RealTime IT News

IMlogic Tackles Zero-Day Chat Threats

Officials at instant messaging (IM) management vendor IMlogic launched a new service Tuesday to stop zero-day viruses and worms before they cripple the enterprise network.

The Real-Time Threat Protection System (RTTPS) uses a combination of threat filters and reputation scoring to predict whether a link contains a security vulnerability. If a message meets the requirements, the content is blocked at the server level before it is sent to the end user.

Zero-day threats refer to security vulnerabilities, like worms and viruses, that haven't been discovered by security vendors who write virus definitions and pass them along to the end user's security application.

The protection is commonly found in e-mail anti-virus applications from vendors, such as Symantec and McAfee , but officials at IMlogic said there's no comparable technology for instant messaging.

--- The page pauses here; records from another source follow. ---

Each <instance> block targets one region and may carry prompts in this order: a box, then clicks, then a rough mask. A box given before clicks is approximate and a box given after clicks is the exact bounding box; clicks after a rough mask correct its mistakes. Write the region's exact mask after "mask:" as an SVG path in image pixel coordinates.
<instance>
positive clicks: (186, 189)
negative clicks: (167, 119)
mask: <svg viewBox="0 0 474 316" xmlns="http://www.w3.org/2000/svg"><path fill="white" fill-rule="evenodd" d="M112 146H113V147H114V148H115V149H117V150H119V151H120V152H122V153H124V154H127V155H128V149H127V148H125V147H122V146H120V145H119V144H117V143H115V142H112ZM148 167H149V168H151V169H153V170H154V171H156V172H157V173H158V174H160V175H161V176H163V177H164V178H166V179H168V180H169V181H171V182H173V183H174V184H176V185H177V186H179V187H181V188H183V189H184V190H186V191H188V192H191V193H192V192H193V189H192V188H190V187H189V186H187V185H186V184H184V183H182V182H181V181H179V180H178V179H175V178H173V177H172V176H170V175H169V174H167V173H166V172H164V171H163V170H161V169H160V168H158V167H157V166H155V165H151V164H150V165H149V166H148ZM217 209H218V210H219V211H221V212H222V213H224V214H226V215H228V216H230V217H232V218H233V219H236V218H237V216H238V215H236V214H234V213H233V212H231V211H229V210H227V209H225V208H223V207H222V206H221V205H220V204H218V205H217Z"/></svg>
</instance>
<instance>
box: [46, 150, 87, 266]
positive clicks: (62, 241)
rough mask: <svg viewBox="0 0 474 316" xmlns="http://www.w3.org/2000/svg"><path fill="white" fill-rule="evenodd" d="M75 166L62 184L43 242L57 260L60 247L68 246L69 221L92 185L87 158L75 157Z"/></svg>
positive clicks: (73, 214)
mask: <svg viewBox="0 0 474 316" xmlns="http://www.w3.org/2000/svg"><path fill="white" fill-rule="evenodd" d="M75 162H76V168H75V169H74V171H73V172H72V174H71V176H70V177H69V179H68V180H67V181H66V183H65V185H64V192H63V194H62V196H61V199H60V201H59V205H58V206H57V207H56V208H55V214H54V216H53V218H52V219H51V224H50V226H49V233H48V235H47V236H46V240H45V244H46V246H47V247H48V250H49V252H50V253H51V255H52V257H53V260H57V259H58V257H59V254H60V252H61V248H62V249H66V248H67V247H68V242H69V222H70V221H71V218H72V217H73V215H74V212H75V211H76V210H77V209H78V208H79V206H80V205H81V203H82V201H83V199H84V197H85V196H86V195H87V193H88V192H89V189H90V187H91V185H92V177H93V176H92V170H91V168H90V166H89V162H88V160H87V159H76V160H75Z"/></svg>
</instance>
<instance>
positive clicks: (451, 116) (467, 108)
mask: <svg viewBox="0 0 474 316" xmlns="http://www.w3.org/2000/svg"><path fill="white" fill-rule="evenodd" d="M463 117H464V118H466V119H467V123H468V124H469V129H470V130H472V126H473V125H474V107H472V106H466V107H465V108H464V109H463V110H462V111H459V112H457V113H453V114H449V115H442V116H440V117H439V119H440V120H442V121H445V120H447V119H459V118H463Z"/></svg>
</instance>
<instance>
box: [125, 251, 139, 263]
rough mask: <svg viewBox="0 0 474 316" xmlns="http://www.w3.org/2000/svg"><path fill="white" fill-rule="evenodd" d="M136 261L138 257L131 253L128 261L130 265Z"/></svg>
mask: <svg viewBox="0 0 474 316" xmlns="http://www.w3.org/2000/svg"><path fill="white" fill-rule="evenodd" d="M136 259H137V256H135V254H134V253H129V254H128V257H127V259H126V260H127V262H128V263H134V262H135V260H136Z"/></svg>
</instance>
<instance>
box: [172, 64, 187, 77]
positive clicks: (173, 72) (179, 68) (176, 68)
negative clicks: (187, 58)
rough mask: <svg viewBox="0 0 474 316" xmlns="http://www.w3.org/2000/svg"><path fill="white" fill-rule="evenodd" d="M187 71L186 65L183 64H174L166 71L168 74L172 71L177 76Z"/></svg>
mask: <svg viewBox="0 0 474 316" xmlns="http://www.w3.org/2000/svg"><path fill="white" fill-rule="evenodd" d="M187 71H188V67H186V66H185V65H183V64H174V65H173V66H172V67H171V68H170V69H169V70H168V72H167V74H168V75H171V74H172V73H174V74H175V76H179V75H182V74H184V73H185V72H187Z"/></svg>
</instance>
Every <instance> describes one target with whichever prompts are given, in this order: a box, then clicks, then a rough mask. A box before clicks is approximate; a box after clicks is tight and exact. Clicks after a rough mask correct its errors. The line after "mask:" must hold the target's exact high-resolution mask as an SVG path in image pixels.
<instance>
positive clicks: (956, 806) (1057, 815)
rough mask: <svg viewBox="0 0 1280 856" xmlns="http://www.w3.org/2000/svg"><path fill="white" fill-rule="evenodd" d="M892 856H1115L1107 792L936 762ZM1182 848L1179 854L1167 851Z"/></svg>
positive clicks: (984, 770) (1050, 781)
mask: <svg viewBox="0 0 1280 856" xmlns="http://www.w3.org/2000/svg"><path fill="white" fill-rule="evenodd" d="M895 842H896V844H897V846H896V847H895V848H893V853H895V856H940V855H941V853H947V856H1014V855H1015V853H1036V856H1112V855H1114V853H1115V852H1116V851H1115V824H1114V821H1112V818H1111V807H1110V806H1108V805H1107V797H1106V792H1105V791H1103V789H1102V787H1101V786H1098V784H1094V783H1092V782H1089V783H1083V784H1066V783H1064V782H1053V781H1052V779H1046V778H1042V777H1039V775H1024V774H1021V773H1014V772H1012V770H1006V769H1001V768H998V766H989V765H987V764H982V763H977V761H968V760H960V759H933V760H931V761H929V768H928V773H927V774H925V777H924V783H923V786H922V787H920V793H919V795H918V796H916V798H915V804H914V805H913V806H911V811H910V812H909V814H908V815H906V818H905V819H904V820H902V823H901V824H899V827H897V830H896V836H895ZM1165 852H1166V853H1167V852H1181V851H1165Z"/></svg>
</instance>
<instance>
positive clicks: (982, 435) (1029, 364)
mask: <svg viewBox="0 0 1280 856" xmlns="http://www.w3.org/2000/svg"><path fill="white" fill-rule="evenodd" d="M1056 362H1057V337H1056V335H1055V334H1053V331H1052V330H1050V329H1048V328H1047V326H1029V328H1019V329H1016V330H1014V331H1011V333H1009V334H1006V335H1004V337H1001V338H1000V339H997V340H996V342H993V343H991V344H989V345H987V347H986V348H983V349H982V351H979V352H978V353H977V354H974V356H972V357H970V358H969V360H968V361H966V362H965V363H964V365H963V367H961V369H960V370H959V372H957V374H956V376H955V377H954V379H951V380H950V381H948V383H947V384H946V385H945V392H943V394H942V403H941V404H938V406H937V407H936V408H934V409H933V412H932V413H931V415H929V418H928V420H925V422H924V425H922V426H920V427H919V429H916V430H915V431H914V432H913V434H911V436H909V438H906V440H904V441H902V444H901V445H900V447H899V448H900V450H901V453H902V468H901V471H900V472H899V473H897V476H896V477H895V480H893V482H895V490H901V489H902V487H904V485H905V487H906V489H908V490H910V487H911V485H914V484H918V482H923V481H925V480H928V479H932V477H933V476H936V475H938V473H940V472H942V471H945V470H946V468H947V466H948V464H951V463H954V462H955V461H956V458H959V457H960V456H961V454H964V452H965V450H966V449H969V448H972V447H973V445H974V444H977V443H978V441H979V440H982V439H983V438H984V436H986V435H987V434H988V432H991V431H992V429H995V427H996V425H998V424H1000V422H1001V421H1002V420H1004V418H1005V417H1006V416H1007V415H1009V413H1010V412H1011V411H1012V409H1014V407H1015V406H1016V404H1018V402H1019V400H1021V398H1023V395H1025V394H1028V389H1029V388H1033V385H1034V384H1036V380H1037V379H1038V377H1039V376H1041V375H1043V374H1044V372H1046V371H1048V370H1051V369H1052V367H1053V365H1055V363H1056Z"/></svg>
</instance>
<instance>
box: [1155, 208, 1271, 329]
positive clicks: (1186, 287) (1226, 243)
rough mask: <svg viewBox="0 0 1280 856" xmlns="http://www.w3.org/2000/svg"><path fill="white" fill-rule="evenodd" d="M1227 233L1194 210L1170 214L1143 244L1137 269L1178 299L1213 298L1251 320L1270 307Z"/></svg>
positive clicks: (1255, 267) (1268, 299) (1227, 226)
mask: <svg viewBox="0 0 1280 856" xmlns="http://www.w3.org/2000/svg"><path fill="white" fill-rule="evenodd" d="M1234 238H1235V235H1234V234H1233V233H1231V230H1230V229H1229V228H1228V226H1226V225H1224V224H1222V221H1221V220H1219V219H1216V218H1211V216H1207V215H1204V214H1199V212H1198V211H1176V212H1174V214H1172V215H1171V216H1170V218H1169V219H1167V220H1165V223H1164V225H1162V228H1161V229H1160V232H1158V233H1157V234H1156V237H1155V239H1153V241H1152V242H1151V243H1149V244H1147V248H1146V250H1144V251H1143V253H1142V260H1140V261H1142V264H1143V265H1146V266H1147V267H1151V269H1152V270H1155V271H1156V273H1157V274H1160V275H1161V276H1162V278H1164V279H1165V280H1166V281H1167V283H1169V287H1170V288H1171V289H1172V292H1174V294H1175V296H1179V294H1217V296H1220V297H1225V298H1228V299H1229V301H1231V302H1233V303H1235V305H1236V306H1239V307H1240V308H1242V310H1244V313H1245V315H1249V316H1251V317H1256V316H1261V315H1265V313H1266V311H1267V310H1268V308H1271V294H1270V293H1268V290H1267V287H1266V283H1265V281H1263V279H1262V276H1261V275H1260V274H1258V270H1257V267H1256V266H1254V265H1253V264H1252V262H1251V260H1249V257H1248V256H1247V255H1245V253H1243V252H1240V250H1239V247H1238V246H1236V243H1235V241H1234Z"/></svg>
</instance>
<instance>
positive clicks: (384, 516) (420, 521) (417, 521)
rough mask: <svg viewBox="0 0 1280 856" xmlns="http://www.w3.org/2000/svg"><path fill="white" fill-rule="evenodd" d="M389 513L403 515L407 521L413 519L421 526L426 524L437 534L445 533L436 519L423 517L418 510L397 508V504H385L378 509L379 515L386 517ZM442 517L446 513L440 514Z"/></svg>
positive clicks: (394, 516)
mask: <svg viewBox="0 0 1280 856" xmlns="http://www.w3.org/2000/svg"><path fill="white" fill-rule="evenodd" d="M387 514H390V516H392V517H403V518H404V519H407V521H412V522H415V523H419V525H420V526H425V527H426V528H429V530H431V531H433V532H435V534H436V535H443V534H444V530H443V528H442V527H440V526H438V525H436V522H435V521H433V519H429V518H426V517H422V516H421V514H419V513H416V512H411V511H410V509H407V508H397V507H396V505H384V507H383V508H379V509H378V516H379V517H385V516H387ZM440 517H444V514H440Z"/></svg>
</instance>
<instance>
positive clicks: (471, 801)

That's a problem for network administrators, said Jon Sakoda, IMlogic CTO. End users see an IM window pop up looking like a message from a manager, co-worker or family member and click on the link, not realizing until it's too late that they've corrupted the system.

"[IM] lends itself to a fast-hitting, very virulent type of threat which burns very quickly through a corporate environment once infected," Sakoda said.

Every day is a zero-day in an IM environment, he added.

According to Sakoda, RTTPS is based on four key components:

  • a predictive threat filter that analyzes a chat message based on the number of people it's trying to connect with and known threat profiles, then blocks the IM if it seems like a threat;
  • reputation scoring based on the potential threat level of the content;
  • the ability to intercept and redirect embedded URLs to show end users the level of risk suspicious IM content poses;
  • integration with IMlogic's threat center, launched last year as a database of known IMB threats and viruses, for the latest information on known or potential outbreaks.

Administrators can monitor RTTPS traffic through dashboards. The new product integrates with the Waltham, Mass.-based company's IM Manager versions 7.0 and 7.5.

RTTPS costs companies $10 per user for a one-year subscription contract or $18 per user if they sign a two-year contract. Volume discounts are available, officials said.